Сколько силы благодатной
В этой шири необъятной,
В царственном просторе…
Еще Мандельштам непочтительно вспоминал, как 75-летний Петр Исаевич Вейнберг, «настоящий козёл с пледом», декламировал в середине 1900-х эти строки перед учениками Тенишевского училища.
А что за Рубикон, который Гапон решился было перейти, – это становится ясным дальше, из следующего письма, посланного 7 ноября.
«Со 2-го ноября я в Петербурге. Не заезжал до своего батьки и неньки потому, что, отдав 22 руб. долга о. Петру, едва-едва достиг столицы. В академии приняли очень хорошо, отвели комнату и засчитали сочинение. Признаюсь, всякое участие со стороны академии болезненно отзывается в моем сердце. Но что же делать? Бедность! А жить в Петербурге приходится ради хлопот по своему делу. Ректор историко-филологического факультета[7]7
Деканом (не ректором, конечно) этого факультета был в то время И. В. Помяловский, известный в том числе работами по истории Церкви и связанный с Духовной академией.
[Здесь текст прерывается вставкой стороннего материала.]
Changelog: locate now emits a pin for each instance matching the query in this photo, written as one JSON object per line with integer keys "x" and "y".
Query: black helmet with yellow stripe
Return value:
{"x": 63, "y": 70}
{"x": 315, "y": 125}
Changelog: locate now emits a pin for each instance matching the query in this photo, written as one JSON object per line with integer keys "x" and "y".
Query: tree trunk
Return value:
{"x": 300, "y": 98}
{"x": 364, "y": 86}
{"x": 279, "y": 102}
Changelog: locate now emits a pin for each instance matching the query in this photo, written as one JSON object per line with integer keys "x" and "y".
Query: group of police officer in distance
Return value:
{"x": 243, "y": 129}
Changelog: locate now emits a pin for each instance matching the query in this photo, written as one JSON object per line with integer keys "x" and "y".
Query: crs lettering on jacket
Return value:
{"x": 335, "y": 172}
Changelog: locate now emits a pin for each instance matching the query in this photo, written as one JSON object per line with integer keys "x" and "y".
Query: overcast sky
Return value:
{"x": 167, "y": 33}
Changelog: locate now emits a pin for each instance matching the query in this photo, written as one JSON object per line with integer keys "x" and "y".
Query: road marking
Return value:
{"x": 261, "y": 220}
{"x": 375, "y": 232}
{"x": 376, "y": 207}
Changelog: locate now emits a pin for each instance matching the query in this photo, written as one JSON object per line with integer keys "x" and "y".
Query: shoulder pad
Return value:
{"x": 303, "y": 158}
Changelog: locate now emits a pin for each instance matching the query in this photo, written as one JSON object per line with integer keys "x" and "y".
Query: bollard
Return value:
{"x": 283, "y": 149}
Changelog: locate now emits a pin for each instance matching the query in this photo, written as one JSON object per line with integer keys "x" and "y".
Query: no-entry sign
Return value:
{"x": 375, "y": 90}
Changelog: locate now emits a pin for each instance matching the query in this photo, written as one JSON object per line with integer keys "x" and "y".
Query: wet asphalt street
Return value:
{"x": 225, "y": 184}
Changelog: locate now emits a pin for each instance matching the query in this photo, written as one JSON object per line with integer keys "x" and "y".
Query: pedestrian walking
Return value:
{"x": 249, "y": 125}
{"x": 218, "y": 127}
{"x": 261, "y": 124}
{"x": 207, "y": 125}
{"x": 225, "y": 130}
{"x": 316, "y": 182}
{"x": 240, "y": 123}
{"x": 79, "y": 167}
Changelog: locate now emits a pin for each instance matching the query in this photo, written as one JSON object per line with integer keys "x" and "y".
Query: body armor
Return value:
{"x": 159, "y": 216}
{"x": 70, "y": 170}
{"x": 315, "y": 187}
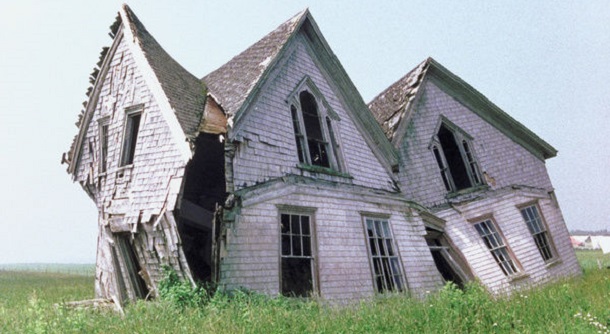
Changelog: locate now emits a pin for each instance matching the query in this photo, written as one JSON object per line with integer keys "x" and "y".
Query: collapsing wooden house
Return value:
{"x": 272, "y": 174}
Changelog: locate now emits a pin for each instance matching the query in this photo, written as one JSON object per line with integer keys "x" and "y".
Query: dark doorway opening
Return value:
{"x": 203, "y": 189}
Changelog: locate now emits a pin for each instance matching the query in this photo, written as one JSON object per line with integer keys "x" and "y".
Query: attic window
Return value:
{"x": 132, "y": 126}
{"x": 539, "y": 232}
{"x": 495, "y": 243}
{"x": 103, "y": 149}
{"x": 453, "y": 153}
{"x": 314, "y": 127}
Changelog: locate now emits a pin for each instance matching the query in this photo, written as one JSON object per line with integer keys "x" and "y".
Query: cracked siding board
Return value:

[Закрыть], с семейством которого я знаком, сообщил, что поступить в университет можно двумя путями: 1) держать экзамен на аттестат зрелости 2) поступить пока вольнослушателем; держать же экзамен через год, два… Только вопрос, можно ли поступить до Рождества Христова».
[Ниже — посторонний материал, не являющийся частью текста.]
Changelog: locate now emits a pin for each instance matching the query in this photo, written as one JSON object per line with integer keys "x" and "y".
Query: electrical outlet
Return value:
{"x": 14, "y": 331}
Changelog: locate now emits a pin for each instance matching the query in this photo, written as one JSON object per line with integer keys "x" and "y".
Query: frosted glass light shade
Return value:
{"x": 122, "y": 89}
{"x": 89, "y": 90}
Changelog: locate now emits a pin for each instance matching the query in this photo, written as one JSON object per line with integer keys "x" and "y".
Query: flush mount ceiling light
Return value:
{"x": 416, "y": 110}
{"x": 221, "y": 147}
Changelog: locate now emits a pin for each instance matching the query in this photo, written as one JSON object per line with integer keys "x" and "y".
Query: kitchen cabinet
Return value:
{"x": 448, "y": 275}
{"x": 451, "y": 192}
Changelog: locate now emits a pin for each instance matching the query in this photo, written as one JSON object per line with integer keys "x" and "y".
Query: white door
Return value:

Про жилищные дела Гапона в академии мы уже писали. Отдельная комната вернувшемуся из академического отпуска студенту – это был знак особенного благоволения. Официальное решение об освобождении Гапона от первого семестрового сочинения («…принимая во внимание болезненное состояние… а также то, что он написал удовлетворительно первое семестровое сочинение в минувшем учебном году…») датируется 2 декабря, но, видимо, решение принято было раньше.
Однако Гапон, хлопоча об этой поблажке, думал тем временем об уходе из академии и поступлении в университет – на сей раз на историко-филологический факультет, а не медицинский. Мысли эти были внушены ему новыми крымскими друзьями – Михайловым и Верещагиным. Оба призывали молодого человека «снять рясу», чтобы самореализоваться и, само собой, «служить народу».
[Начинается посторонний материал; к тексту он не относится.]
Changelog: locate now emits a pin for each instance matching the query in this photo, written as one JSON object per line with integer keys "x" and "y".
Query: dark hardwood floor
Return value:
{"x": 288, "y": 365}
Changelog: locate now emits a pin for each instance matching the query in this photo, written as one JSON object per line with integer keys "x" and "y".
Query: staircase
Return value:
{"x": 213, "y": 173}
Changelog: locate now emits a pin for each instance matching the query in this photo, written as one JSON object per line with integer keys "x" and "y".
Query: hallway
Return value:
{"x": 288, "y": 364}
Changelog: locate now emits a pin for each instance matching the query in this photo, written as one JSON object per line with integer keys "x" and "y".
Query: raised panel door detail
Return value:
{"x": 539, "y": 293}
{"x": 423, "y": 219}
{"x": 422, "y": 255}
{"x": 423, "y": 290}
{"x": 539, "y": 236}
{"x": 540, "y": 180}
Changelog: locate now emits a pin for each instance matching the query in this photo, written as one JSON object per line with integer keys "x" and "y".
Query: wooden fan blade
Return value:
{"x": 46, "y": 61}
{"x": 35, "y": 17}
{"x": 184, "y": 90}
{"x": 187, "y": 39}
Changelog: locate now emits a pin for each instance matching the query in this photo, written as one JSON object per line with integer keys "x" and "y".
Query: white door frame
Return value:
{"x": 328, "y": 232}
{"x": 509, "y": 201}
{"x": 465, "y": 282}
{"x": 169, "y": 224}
Но дальше намерений дело и в этот раз не пошло.
30 ноября Гапон пишет Г. И.:
«Бывают драгоценные минуты, когда человеческое сердце вдруг раскрывается для глубокого восприятия какой-либо высокой идеи, когда последняя мгновенно пронзает мятущуюся душу, глубоко западает на дне ее и начинает, подобно прекрасной закваске, действовать в жизни известного человека. В одну из таких минут нашел отклик в моем сердце благородный призыв, вышедший искренно от благородного и убежденного человека.
Но получил два письма от честного и любимого отца… где он открывает горе, долго скрываемое от меня: болезнь тяжелая „неньки“, слабость его и вообще расстройство семьи. Неужели не долг мой пожертвовать собой, своим собственным „я“ для блага и успокоения тех, которые меня вскормили и возрастили?»
Речь шла не только о деньгах. Надежде Константиновне Крупской Гапон позднее так описывал свои тогдашние переживания: «…Подумал я: сейчас на селе родителей уважают, отец – старшина, ото всех почет, а тогда станут все в глаза бросать: сын – расстрига». Впоследствии Гапон не задумался о чувствах и нуждах родителей, впутываясь в большую политику. Но в 1899 году эти соображения сыграли свою роль.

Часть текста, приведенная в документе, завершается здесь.